Effect of propranolol as antiadhesive therapy in sickle cell disease

Abstract

Sickle red blood cells (SSRBCs) adhere to both endothelial cells (ECs) and the extracellular matrix. Epinephrine elevates cyclic adenosine monophosphate in SSRBCs and increases adhesion of SSRBCs to ECs in a β-adrenergic receptor and protein kinase A-dependent manner. Studies in vitro as well as in vivo have suggested that adrenergic stimuli like epinephrine may contribute to vaso-occlusion associated with physiologic stress. We conducted both animal studies and a Phase I dose-escalation study in sickle cell disease (SCD) patients to investigate whether systemically administered propranolol inhibits SSRBC adhesion and to document the safety of propranolol in SCD. Systemically administered propranolol prevented SSRBC adhesion and associated vaso-occlusion in a mouse model. In patients receiving a single oral dose of 10, 20, or 40 mg propranolol, SSRBC adhesion to ECs was studied before and after propranolol, with and without stimulation with epinephrine. Propranolol administration significantly reduced epinephrine-stimulated SSRBC adhesion in a dose dependent manner (p = 0.03), with maximum inhibition achieved at 40 mg. Adverse events were not severe, did not show dose dependence, and were likely unrelated to drug. No significant heart rate changes occurred. These results imply that β-blockers may have a role as antiadhesive therapy for SCD.

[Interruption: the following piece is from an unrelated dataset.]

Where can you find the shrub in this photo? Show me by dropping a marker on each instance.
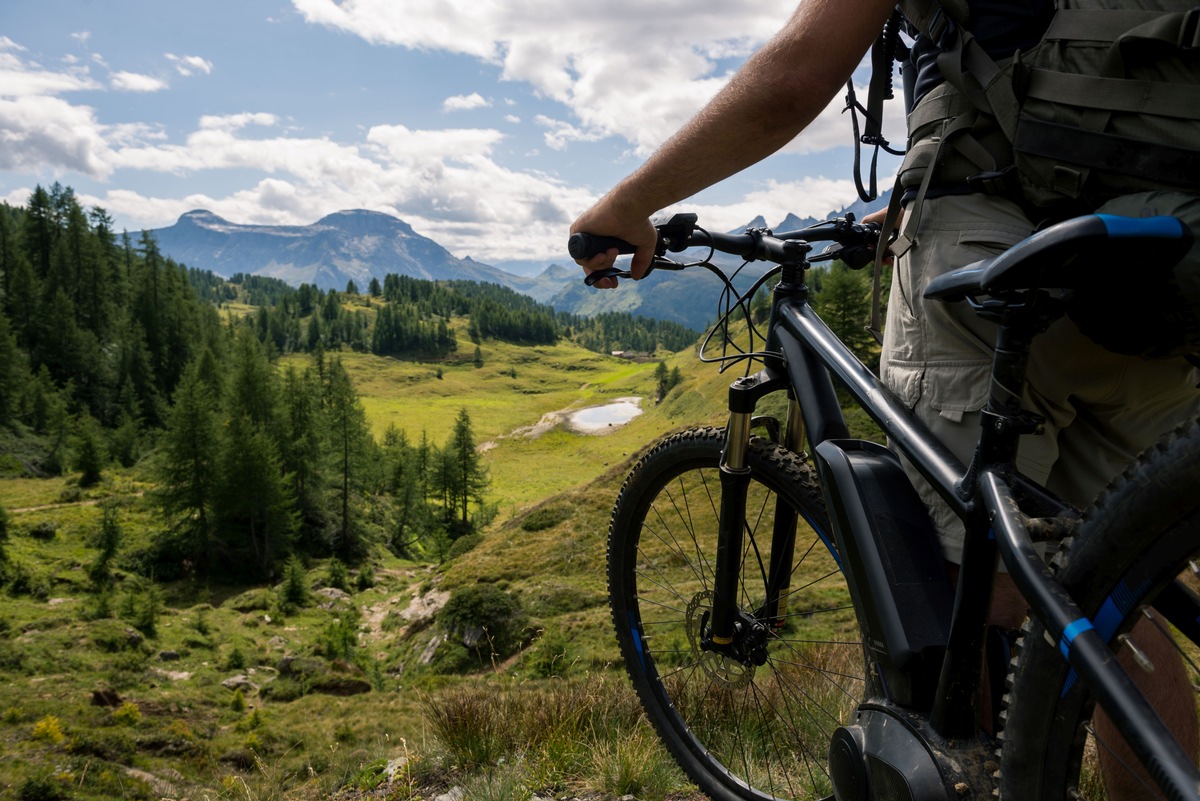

© 2012 Wiley Periodicals, Inc.

Figures

Figure 1

Epinephrine stimulates and propranolol blocks SSRBC adhesion to vessel walls in nude mice. Fluorescent‐labeled RBCs appeared gray when actively circulating but white when stationary due to adhesion to vessel walls. Mice were treated with IV saline or propranolol, followed by infusion of nonstimulated (sham‐treated) or epinephrine‐stimulated SSRBCs, as described in section Materials and Methods. After IV saline, sham‐treated human SSRBCs showed little adhesion to vessel walls (Panel A), while epinephrine‐stimulated SSRBCs showed marked adhesion to postcapillary venules, with intermittent vaso‐occlusion (Panel B). IV propranolol considerably reduced epinephrine‐stimulated SSRBC adhesion and occurrence of vaso‐occlusion (Panel C). Examples of SSRBC adhesion to vessel walls and vaso‐occlusion are shown by arrows in Panels B and C.

Figure 2

Effect of IV propranolol on the circulatory characteristics of human SSRBCs activated by epinephrine treatment. (A) Percentage of the vessel length occupied by SSRBCs. IV propranolol reduced the length of vessel walls occupied by epinephrine‐stimulated SSRBCs infused into nude mice. Vessels were observed through window chambers, as described in section Materials and Methods. (B) SSRBC flux measurements. IV propranolol treatment of mice improved the flux of epinephrine‐treated SSRBCs.

Figure 3

In vitro measures of SSRBC adhesion to endothelial cells. (A) Baseline adherence of SSRBCs to human umbilical vein endothelial cells (HUVECs) before and after stimulation of RBCs by epinephrine. SSRBCs were collected from study subjects at screening and again prior to treatment with oral propranolol. RBCs were shamtreated with buffer only or incubated with 20 nM epinephrine for 1 minute. Cells were then washed and tested for their ability to adhere to confluent cultures of HUVECs. Data represent mean and standard error of the mean (SEM) of composite values obtained for sheer stresses at 1, 2, and 3 dyne/cm2 for all patients. (B) Oral propranolol reduced SSRBC adhesion. Blood samples were obtained prior to propranolol treatment and 1 hour after a single dose of propranolol at the doses indicated. In each assay, SSRBCs were first exposed to epinephrine and then washed, as described. Oral propranolol treatment reduced adhesion of SSRBCs to HUVECs at 1–3 dyne/cm2 in a dose‐dependent manner. The gray area represents adhesion of nonepinephrine‐stimulated SS RBCs ± SEM. Error bars indicate SEM. p= 0.0004 for comparison of baseline unstimulated SSRBCs versus epinephrine‐stimulated SSRBCs (Panel A). p= 0.03 for comparison of baseline epinephrine‐stimulated SSRBCs versus epinephrine‐stimulated SSRBC adhesion to ECs after the 40 mg propranolol dose.

Figure 4

Effect of propranolol on blood pressure and heart rate in SCD. (A) The composite of the mean systolic and diastolic BP for all patients during the 6‐hour study period at the different study drug doses. (B) The composite of the mean heart rate (bpm = beats per minute) for all patients in each dose cohort during the 6‐hour study period.